The director of the beleaguered Shreveport VA hospital in Louisiana has been fired following a three-year tenure filled with scandal -- including accusations of covering up a secret wait-list, creating severe staffing shortages and refusing to buy essentials like vital signs machines, linens or mattresses.
Toby Mathew, who became director of Overton Brooks VA Medical Center in June 2014, was fired on April 13 due to “charges related to general misconduct, and failure to follow policy and provide effective oversight of the Center's credentialing and privileging program,” said an internal VA memo obtained by Fox News.
This is one of the highest-profile employee removals since Secretary Eric Shinseki left in May 2014 following news of the massive wait-list scandal at the Phoenix VA hospital. Last week, President Trump signed an executive order creating an office within the VA to make it easier to fire bad employees – an issue that Sen. Ron Johnson, R-Wis., had championed for several years. Trump also fired two employees in the Caribbean on his second day in office.

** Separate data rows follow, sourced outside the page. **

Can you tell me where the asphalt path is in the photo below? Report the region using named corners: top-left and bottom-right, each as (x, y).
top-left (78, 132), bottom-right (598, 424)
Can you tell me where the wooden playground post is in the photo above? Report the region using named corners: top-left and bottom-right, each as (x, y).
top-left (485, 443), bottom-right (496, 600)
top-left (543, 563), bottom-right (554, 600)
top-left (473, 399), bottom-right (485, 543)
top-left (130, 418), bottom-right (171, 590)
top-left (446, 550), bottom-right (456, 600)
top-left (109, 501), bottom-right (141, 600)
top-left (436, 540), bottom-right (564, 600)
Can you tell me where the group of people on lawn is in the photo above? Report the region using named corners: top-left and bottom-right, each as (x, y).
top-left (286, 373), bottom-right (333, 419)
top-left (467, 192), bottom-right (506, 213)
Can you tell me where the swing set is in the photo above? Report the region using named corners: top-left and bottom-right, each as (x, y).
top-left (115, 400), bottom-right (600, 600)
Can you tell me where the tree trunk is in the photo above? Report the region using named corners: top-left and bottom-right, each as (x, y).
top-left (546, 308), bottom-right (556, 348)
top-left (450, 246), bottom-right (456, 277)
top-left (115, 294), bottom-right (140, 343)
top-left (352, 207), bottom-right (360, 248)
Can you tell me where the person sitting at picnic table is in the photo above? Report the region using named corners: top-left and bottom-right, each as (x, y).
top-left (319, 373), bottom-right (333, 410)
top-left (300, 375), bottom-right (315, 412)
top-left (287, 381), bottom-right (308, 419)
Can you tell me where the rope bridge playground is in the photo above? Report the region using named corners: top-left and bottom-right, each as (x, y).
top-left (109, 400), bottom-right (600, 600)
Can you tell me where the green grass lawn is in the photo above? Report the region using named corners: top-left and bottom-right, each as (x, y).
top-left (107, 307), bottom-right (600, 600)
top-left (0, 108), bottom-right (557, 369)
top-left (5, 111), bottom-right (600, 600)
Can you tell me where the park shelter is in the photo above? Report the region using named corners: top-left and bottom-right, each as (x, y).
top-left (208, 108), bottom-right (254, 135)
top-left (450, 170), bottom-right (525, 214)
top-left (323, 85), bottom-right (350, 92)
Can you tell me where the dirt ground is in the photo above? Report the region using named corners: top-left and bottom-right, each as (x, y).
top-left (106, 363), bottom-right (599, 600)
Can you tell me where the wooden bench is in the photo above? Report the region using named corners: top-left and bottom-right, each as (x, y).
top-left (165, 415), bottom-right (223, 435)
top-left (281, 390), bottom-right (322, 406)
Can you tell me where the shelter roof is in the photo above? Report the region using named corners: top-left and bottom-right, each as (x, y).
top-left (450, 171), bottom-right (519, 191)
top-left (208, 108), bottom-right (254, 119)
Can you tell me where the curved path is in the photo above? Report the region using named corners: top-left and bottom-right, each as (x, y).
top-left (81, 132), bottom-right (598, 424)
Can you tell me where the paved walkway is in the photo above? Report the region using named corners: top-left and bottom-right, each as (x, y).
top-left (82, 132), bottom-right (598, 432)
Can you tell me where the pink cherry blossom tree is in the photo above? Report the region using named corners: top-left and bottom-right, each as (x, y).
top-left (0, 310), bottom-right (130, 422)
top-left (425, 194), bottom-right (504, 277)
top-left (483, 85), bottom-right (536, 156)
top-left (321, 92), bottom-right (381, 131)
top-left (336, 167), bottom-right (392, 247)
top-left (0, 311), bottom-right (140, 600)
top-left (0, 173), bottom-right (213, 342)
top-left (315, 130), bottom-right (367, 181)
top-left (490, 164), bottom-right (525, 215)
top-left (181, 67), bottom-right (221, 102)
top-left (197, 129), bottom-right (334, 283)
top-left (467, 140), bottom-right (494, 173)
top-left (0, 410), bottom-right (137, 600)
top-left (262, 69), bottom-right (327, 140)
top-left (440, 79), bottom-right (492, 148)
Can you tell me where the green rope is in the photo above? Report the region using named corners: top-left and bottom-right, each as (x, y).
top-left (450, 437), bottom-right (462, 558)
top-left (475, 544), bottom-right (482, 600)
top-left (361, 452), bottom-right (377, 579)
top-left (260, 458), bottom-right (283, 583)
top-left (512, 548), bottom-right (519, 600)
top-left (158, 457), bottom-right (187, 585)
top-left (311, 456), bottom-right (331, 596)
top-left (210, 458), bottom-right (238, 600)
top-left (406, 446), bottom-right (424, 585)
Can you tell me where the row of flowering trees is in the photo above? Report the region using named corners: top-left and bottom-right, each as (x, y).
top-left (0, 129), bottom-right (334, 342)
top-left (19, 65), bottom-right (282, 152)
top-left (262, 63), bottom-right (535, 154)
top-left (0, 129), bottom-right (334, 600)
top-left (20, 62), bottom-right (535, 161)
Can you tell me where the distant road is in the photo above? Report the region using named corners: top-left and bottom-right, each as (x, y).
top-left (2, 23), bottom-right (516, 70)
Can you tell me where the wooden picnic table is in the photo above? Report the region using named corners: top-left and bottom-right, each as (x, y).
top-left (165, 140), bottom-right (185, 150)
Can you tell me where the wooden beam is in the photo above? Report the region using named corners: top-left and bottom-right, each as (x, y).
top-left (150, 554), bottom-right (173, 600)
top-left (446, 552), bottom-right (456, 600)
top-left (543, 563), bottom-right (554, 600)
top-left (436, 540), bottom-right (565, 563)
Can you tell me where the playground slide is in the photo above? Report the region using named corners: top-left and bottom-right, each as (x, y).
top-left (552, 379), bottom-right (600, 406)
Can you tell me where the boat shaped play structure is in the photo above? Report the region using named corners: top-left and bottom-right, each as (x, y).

Mathew could not be reached for comment.
The VA confirmed his removal in a brief statement: “Toby Mathew was removed from employment as director of the Overton Brooks VA Medical Center in Shreveport, La., effective April 13, and he is no longer at VA.”
Asked for comment, White House spokesman Ninio Fetalvo referred only to the executive order to improve accountability, calling it “another step in the president's plans to ensure our nation's bravest have the care they deserve.”
Overton Brooks started taking hits following an October 2014 report that patients routinely went days without sheets, pajamas or proper toiletries while the hospital spent millions on new furniture, TVs and solar panels.
Next came the story of social worker Shea Wilkes, who discovered a secret wait-list in 2013 that had 2,700 names, including 37 people who had died awaiting care. He pushed the VA inspector general to investigate, but instead the agency made Wilkes the target of a criminal investigation that lasted a year. It ended only after the Office of Special Counsel became involved. Mathew, who was director during that time, denied that a wait-list existed.
Wilkes went on to become a high-profile advocate for whistle-blowers and has testified on Capitol Hill.
Spurred on by Wilkes' example, a high-ranking doctor wrote an exhaustive 16-page report dated Sept. 2, 2016 addressed to then-secretary Bob McDonald, the VA inspector general and two members of Congress. The report, reviewed by Fox News, said Mathew severely impacted the careers of 55 employees and specifically alleged that Mathew had “a constant pattern of bullying, intimidation, discrimination, harassment and retaliation” against staff, which violated policies and affecting patient health.
“Nursing service has had critical positions vacant during the 2-year tenure of Toby Mathew with vacancy rates as high as 50 percent for nurse assistants and constant 30 percent for registered nurses,” the report said. “He refused to ... fill the vacancies as requested. Toby Mathew brought in consultants paying as much as $10,500/month (more than most of our physicians make) for projects that did not help us.”
A lack of nurses had repercussions in the operating rooms, where unsterile items allegedly were found on a daily basis.
“The surgical teams are outraged by the absolute failure of leadership to address and improve the conditions ... Surgeries are being delayed or canceled or surgeons are forced to use alternate instrument sets,” the report said.
Elsewhere in the hospital, nurses lacked enough vital signs machines for every patient and mattresses allegedly were so worn out that patients were lying on bed frames. They allegedly were only replaced when bedsores erupted. Despite this, Mathew bought new flat-screen TVs for the director's conference room, the report said.
For a total of two weeks during October and November 2016, the VA's Office of Accountability Review (OAR) -- which was implemented in 2015 to oversee complaints of top-level employees -- sent several investigators to Overton Brooks who settled into an office a few doors down from Wilkes' office.
“I saw all kinds of people coming and going from that office,” Wilkes said. “They were talking to everybody from all levels” of the hospital.
The doctor who wrote the report had asked for Mathew's removal while the investigation was under way. This didn't happen and on Jan. 4, a letter was sent to McDonald demanding to know why Mathew was still at work.
"You will be held responsible, whether in the Legislature, the courts or the media, for all that has happened here," the letter said. "YOU are responsible for all the failures, the misconduct, the lack of leadership and the mismanagement -- WHICH HAS CONTINUED TO THIS DAY."
A month later, Mathew was reassigned to a VA division office to await the outcome of an investigation. He worked there until he was fired.
On April 14, select employees received the memo announcing the news and instructing them to preserve any electronic evidence pertaining to their cases because of a “litigation hold.”
Wilkes said there’s “no doubt that the media attention” on the hospital’s situation helped.
“We were all hoping that Trump would make an example of him,” Wilkes said of Mathew. “They don’t fire anybody here, but they just canned this guy.”